Recent Developments…
Since enactment of the 1984 Insurance Law, insurance supervision has been carried out on a limited basis by a small section in the Ministry of Economy. Only about fifteen professional staff members are assigned to supervise insurance companies and with limited personnel and other resources, supervision has focused on regulation and compliance rather than on risk.

In January 2007, the MOE issued new, tougher regulations on insurance brokers in order to further improve professional standards in the industry. The new regulations set out eleven guidelines which include raising the bank guarantee for the main branch of a company from AED300,000 to AED1.0mn, and from AED150,000 to AED500,000 for branch offices.

A new insurance law was promulgated on February 28, 2007 and was scheduled to take effect August 31, 2007. The law 24 establishes a more independent Insurance Commission, albeit remaining under the Minister of Economy as Chairman of the Board of Directors.

In 2007, the Health Authority - Abu Dhabi (HAAD) required that all employers arrange for medical expenses cover for expatriates and their families resident in Abu Dhabi. Dubai is also in the process of introducing similar legislation, with implementation expected soon.

Clyde & Co, an international law firm in the Middle East, estimates that new compulsory health Insurance schemes for expatriates and their dependents could conservatively cost employers up to AED 4bn across the UAE, and over AED1.5 bn in Dubai alone.

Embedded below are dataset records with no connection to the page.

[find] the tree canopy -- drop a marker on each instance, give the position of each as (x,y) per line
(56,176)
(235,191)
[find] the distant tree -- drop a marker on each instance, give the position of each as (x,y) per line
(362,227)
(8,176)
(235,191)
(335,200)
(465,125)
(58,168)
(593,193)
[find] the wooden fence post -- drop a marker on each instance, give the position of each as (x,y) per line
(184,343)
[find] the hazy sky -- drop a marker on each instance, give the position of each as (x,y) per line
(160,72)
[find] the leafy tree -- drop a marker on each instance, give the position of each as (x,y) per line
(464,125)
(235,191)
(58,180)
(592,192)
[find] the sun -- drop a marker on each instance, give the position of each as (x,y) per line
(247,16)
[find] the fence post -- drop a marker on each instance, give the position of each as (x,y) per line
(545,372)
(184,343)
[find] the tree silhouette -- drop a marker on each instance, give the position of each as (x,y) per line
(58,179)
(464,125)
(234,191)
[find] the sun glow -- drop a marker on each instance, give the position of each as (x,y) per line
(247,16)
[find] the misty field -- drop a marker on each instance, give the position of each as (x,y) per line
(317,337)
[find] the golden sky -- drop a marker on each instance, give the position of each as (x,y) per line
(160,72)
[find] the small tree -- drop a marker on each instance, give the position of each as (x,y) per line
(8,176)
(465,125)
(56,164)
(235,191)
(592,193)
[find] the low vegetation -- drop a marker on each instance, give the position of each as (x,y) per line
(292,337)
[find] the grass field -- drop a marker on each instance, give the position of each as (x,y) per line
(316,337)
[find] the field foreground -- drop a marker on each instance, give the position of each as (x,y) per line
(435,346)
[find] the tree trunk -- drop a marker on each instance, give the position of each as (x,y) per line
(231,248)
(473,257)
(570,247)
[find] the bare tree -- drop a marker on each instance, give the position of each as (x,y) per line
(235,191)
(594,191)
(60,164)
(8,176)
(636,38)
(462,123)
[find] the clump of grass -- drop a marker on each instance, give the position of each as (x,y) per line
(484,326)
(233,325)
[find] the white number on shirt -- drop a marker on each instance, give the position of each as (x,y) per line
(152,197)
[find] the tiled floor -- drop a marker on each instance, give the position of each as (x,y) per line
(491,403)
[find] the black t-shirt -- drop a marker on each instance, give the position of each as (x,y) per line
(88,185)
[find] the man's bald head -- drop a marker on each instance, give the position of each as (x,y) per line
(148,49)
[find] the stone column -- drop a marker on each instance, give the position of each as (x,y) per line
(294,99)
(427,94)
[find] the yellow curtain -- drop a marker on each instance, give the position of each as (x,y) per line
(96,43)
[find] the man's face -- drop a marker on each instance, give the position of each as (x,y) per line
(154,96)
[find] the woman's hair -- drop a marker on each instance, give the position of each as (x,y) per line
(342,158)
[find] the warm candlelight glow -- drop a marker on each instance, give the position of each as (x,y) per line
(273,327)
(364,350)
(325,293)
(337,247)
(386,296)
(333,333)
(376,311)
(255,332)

Life insurance contribution still underdeveloped despite high growth….
During 2006, life insurance segment has grown by a substantial 37.0% to reach AED1.65bn as compared to AED1.21 achieved in the previous year.. However, despite the segment’s growth, it still forms a mere 16.0% of total premiums collected in the country while non-life segment accounted for the remaining 84.0% in 2006. This is inline with other GCC countries where life insurance is less popular. The segment is still underdeveloped and dominated by foreign insurers with products mostly designed for expatriates. Local companies work mostly in the general non-life segment supplying services to state owned companies.

Accident and liability segment dominated non-life insurance….
In the general insurance category, accident and liability premiums continued to dominate with a share of 55.5% of the total general insurance premiums in 2006. Premiums from accident and liability policies increased by 25.7% and stood at AED4.80bn for the year 2006 as compared with AED3.82bn in 2005. This was followed by Fire, Marine, Aviation and Transport and Medical Insurance with 14.7%, 14.1% and 12.2% respectively. It is noteworthy that the demand for medical insurance has grown by a whopping 123.1% following a recent law mandating health coverage for expatriate workers.

The insurance companies operating in the UAE have become more proactive which helped them reduce the average claims to 50.7% during 2006 from 63% during 2005

There remains a considerable potential for further development and growth in the insurance industry. The rapidly growing private sector and the opening of real estate markets are expected to increase demand for property insurance. Rising income levels and a growing population of expatriates should also widen the market for life insurance policies with a savings component. To capture potential growth in this promising market segment and withstand foreign competition, insurance companies would need to enhance their asset management and risk underwriting capacities, and raise their level of risk retention.